Home Sports Christian Horner disalahkan oleh bintang F1 Red Bull yang dipecat – ‘Itu...

Christian Horner disalahkan oleh bintang F1 Red Bull yang dipecat – ‘Itu sulit’ | F1 | Olahraga

55
0


Pembalap Formula 1 yang dipecat, Yuki Tsunoda, mengklaim musimnya menjadi “sangat sulit” oleh keputusan penting yang dibuat oleh mantan kepala tim Christian Horner. Pembalap Jepang itu dipasang sebagai rekan setim Max Verstappen setelah hanya dua putaran musim 2025 ketika Liam Lawson diturunkan kembali ke tim junior Racing Bulls setelah mengalami kesulitan di bawah tekanan.

Namun hasil tidak menjadi lebih baik setelah pembalap yang lebih berpengalaman Tsunoda mengambil alih. Dari 22 putaran yang tersisa musim ini, lima di antaranya juga termasuk balapan Sprint, pebalap berusia 25 tahun itu hanya berhasil mencetak 33 poin, menempatkannya di peringkat 17 klasemen pembalap dan di bawah Lawson dan Isack Hadjar, mewakili tim junior Red Bull.

Sebaliknya, Verstappen mengeluarkan performa terbaik dari mobilnya sepanjang tahun yang membuatnya bersaing memperebutkan gelar pembalap meskipun McLaren jelas memiliki mobil tercepat hampir sepanjang musim. Pembalap Belanda itu memenangkan delapan Grand Prix dan hanya finis dua poin di belakang juara Lando Norris.

Padahal, dalam pembelaan Tsunoda, untuk paruh pertama musim setidaknya dia mengendarai mobil yang tidak memiliki peningkatan performa yang sama dengan mesin Verstappen. Mengetahui bahwa dia adalah satu-satunya pembalap mereka yang memiliki peluang bersaing dengan duo McLaren untuk meraih gelar, Horner memfokuskan semua sumber daya pengembangan tim pada pembalap Belanda itu.
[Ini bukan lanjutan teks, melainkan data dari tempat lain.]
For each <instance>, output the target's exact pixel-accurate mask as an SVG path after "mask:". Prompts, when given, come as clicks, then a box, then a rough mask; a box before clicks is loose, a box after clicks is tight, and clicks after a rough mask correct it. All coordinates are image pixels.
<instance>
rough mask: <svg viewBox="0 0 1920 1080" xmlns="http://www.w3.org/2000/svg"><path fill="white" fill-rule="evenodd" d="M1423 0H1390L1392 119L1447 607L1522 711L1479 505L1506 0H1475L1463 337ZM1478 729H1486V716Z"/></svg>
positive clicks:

Itu adalah situasi yang diselesaikan oleh Laurent Mekies ketika ia mengambil alih sebagai kepala tim dan memutuskan untuk menciptakan lebih banyak keseimbangan dalam hal suku cadang yang dimiliki pembalap Red Bull. Hal itu membantu Tsunoda mengamankan beberapa hasil bagus di Azerbaijan, di mana ia finis di urutan keenam, dan di Austin di mana ia mencetak gol di Sprint dan Grand Prix utama, meskipun ia masih tertinggal jauh dari kecepatan Verstappen di sebagian besar balapan.

Merefleksikan musim ini, setelah diberitahu bahwa ia tidak akan mendapat tempat di grid 2026 karena Red Bull telah mempromosikan Hadjar ke tim utama mereka dan mengontrak remaja Arvid Lindblad untuk menggantikannya di Racing Bulls, Tsunoda menyatakan bahwa ia merasa sulit untuk menunjukkan nilainya karena tidak diberikan alat yang sama seperti rekan setimnya.

Dia berkata: “Saya pikir ini adalah musim terketat dalam sejarah F1. Perbedaan kurang dari sepersepuluh detik dapat mengubah dua atau tiga posisi, sehingga perbedaan pembaruan dapat berdampak besar.

“Bahkan perbedaan dua atau tiga persepuluh detik dari Max dapat berarti perbedaan lima hingga tujuh peringkat dalam peringkat, yang membuat perbedaan besar dalam cara memandang hasil. Memberikan umpan balik dan menunjukkan nilai diri saya sangatlah sulit.”